I am glad you had a nap!!! Ahhhhhhhhhhhhhhhh!!!

> ****THE WEIRD THING WAS, when i came home. from session. i don't think i was "myself" yet. cuz my little girl wouldn't really come to me. she fussed in my arms and when i tried to feed her a bottle she cried and kept squiggling out of my arms. then when DH came to feed her she ate bottle right away??

*sigh :-( OK, now that sucks. Its a bit of thing to me. Changeability. I try SO hard to be consistant, and I am very often not.:-( I have seen my kids, when I come into a room(this really hurts for me to say) and I seen them looking at me...and I KNEW, sh*t, I could see, :-( I could see they were assessing me, cuz they were trying to see who I was, I guess so that they could respond accordingly. I have seen them visibly relax when they see its a MOm that they like..:-( On crap this sucks SO bad :-(
I think I proly have done some damage to my kids because of this unknwness of their MOm. A lack of security cuz of my changeability :-(
I work very hard to try and be the same as possible with them. And to make them feel secure and safe as possible. I think now too, that they are older, they have adapted to me. They know no different...
:-(
Also, I am Toughie with the kids lotsa times, which is not all bad, but sometimes Toughies behaviour is notvery "MOm'like(Toughie is like a 12 yr old boy!!!so you can imagine...)But toughie can be fun!
As for your babe. It is indeed quite possible that she knew you were different. My daughter could sense when I left the room when she was little. No matter how sneakily I did it, she KNEW. And she can be like a weather vane of how her Mom is. If my daughter is cranky and fussy, ofttimes its her 'stuff', but many times, I can look at myself, and she is reflecting my inner noise...
Its hard with kids, specially sensitive ones.
Its SO GREAT that your in therapy B2 and dealing with this stuff. And as you get educated, you can use stuff your learning on your kids too.
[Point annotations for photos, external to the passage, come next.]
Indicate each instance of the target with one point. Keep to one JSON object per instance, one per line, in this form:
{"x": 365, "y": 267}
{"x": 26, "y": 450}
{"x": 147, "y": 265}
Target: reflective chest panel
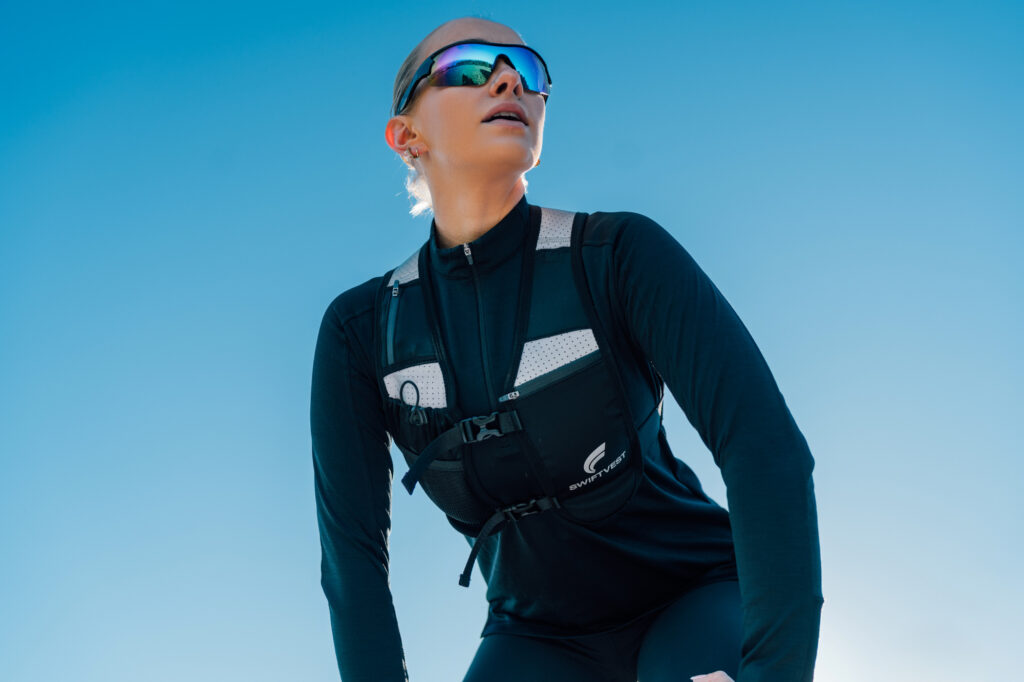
{"x": 562, "y": 438}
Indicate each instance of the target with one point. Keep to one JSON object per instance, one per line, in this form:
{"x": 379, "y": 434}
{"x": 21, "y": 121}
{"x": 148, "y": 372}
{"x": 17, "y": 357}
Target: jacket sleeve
{"x": 352, "y": 473}
{"x": 696, "y": 342}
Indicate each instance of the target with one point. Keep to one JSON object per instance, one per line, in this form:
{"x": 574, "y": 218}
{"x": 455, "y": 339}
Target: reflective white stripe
{"x": 556, "y": 228}
{"x": 408, "y": 271}
{"x": 543, "y": 355}
{"x": 428, "y": 380}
> BUT after my nap, i felt better (like myself). and little girl lit up when she saw me. really happy. and we played and she ate from me like normal. it was a weird experience...
> anyone else with DD or DID experience this with their IRL kids??
>
> ok...sorry been gone sooo long. i'm gonna try to be back and try to be helpful.
> love you all.
> b2c.

*((( B2 )))
I am so glad you popped in! Don't worry bout being supportive. You write so well. When I read your posts it validates my own stuff so much and is very helpful to me.
Thank you for that.
I hope my stuff helps you? If not I can change what i write. I want to be helpful to you. Lemme know whats best for you too!
Take good care of yourself.
M

 

Re: back briefly...and weird kid experience. » B2chica

Posted by Poet on January 8, 2008, at 11:51:18

In reply to back briefly...and weird kid experience., posted by B2chica on January 8, 2008, at 8:24:58

Hi B2Chica,

Glad you're back and that your IRL little girl lit up when she saw you. I would have needed a nap after that therapy session, too, it sounds like your inner little one really let it out, which is good. I thnk she deserves to have her say.